Institute of Medical Biology, Chinese Academy of Medical Sciences and Peking Union Medical College, Kunming, China.
Department of Laboratory Medicine, Yunnan Provincial Institute of Infectious Diseases, Kunming, China.
Front Cell Infect Microbiol. 2022 May 12;12:867737. doi: 10.3389/fcimb.2022.867737. eCollection 2022.
To investigate trends in clinical monitoring indices in HIV/AIDS patients receiving antiretroviral therapy (ART) at baseline and after treatment in Yunnan Province, China and to provide the basis for guiding clinical treatment to obtain superior clinical outcomes.
A total of 96 HIV/AIDS patients who had started and persisted in highly active ART treatment from September 2009 to September 2019 were selected. Of these, 54 had a CD4 cell count < 200 cells/μl while 42 had a CD4 cell count ≥ 200 cells/μl. Routine blood tests, liver and renal function, and lipid levels were measured before and 3, 6, 9, and 12 months after treatment. Lymphocyte subset counts and viral load were measured once per year, and recorded for analysis and evaluation. Three machine learning models (support vector machine [SVM], random forest [RF], and multi-layer perceptron [MLP]) were constructed that used the clinical indicators above as parameters. Baseline and follow-up results of routine blood and organ function tests were used to analyze and predict CD4 T cell data after treatment during long-term follow-up. Predictions of the three models were preliminarily evaluated.
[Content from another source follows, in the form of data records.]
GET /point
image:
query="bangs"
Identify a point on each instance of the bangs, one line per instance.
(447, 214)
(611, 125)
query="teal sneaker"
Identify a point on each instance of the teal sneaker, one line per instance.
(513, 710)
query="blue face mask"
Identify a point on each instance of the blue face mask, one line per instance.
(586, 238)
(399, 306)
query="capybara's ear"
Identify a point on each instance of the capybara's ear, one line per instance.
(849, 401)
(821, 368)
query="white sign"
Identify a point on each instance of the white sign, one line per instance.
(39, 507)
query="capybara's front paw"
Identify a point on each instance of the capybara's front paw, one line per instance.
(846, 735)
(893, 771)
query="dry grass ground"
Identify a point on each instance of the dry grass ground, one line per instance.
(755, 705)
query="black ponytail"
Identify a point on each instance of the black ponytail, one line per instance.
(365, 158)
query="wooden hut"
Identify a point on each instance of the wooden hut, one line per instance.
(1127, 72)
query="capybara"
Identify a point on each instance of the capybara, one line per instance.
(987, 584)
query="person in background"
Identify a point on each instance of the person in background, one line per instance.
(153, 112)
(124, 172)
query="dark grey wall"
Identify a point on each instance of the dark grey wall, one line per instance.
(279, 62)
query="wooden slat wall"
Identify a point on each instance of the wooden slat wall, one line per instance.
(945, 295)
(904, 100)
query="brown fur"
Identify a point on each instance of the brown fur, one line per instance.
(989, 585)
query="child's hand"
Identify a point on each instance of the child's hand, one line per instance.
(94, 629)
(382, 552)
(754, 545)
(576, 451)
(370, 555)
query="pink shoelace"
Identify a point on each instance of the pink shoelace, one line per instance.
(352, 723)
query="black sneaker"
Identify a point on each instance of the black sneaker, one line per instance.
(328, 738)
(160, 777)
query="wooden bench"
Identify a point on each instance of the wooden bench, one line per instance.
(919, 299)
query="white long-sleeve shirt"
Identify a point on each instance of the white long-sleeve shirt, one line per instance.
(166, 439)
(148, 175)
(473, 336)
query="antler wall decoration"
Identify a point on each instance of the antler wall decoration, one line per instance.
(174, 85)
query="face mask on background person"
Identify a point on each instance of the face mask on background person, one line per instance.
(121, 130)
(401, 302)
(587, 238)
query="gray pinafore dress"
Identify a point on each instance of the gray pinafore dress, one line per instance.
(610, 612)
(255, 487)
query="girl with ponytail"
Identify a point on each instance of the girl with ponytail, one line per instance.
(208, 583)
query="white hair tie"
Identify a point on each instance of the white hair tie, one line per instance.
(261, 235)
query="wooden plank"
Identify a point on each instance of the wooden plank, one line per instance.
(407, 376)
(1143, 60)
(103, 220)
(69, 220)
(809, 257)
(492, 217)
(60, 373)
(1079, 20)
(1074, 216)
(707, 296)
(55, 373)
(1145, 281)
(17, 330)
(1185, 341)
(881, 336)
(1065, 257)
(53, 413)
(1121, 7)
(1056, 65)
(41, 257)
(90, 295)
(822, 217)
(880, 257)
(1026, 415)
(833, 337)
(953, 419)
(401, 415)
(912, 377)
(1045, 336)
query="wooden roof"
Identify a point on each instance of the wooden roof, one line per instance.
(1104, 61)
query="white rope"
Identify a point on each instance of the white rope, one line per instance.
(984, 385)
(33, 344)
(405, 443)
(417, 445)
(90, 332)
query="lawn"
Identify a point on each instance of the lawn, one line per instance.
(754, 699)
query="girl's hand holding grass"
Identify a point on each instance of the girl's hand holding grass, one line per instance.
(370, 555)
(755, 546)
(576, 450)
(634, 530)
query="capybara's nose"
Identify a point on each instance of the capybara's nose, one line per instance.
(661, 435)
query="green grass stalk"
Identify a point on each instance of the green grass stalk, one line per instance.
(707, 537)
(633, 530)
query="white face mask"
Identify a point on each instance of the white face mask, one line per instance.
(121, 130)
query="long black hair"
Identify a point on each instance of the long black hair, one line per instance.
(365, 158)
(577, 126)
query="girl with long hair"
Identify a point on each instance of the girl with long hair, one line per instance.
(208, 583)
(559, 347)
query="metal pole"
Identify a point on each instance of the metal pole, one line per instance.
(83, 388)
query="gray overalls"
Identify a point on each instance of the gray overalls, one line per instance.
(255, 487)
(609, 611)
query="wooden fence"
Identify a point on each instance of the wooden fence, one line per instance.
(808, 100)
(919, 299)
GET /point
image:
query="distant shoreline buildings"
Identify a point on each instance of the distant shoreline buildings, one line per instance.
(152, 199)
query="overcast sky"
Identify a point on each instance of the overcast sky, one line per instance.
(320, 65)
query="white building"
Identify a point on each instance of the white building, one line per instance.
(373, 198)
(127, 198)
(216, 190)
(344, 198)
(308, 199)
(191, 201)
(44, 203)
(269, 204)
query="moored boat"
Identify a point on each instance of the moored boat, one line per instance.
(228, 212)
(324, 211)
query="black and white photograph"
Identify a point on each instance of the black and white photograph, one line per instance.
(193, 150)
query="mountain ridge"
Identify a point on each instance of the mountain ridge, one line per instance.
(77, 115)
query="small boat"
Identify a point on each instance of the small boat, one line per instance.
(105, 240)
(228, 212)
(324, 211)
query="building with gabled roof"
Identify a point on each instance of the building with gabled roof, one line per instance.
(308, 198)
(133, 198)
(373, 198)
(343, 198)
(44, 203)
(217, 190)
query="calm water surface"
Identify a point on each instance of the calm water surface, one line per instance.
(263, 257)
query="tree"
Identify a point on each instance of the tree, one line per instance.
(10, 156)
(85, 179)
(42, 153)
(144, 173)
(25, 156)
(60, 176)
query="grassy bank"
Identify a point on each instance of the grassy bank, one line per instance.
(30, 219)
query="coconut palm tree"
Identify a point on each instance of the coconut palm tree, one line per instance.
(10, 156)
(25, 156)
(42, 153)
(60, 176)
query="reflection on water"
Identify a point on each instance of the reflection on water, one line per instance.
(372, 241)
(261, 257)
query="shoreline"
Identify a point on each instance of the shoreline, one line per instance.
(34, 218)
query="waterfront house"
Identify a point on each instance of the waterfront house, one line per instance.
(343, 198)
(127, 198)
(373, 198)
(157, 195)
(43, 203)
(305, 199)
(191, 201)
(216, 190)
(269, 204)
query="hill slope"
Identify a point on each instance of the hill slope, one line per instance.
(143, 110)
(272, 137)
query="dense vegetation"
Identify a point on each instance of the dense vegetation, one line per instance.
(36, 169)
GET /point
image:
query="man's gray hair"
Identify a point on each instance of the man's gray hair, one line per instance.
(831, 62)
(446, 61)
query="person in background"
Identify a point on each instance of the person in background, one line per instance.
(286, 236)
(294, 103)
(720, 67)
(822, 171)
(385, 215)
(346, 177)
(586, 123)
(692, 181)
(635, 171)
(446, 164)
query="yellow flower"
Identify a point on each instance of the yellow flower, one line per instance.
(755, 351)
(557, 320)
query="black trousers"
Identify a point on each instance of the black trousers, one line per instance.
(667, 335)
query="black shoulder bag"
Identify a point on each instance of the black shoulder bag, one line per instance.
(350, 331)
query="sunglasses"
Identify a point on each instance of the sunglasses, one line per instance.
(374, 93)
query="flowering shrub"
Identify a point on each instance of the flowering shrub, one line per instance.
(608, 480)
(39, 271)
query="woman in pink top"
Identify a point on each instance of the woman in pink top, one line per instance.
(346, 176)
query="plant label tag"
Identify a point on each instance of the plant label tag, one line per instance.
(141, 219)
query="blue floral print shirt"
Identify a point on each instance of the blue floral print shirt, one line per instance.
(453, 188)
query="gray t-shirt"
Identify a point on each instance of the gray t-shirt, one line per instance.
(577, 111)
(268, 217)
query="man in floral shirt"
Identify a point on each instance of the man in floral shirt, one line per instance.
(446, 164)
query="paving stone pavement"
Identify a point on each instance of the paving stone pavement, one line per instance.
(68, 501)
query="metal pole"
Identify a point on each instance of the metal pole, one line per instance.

There were no statistical differences in gender, age, or HIV transmission route in either patient group. Married individuals were substantially more likely to have <200 CD4 cells/μl. There was a strong positive correlation between ALT and AST (r = 0.587) and a positive correlation between CD4 cell count and platelet count (r = 0.347). Platelet count was negatively correlated with ALT (r = -0.229), AST (r = -0.251), and positively correlated with WBCs (r = 0.280). Compared with the CD4 cell count < 200 cells/μl group, all three machine learning models exhibited a better predictive capability than for patients with a CD4 cell count ≥ 200 cells/μl. Of all indicators, the three models best predicted the CD4/CD8 ratio, with results that were highly consistent. In patients with a CD4 cell count < 200 cells/μl, the SVM model had the best performance for predicting the CD4/CD8 ratio, while the CD4/CD8 ratio was best predicted by the RF model in patients with a CD4 cell count ≥ 200 cells/μl.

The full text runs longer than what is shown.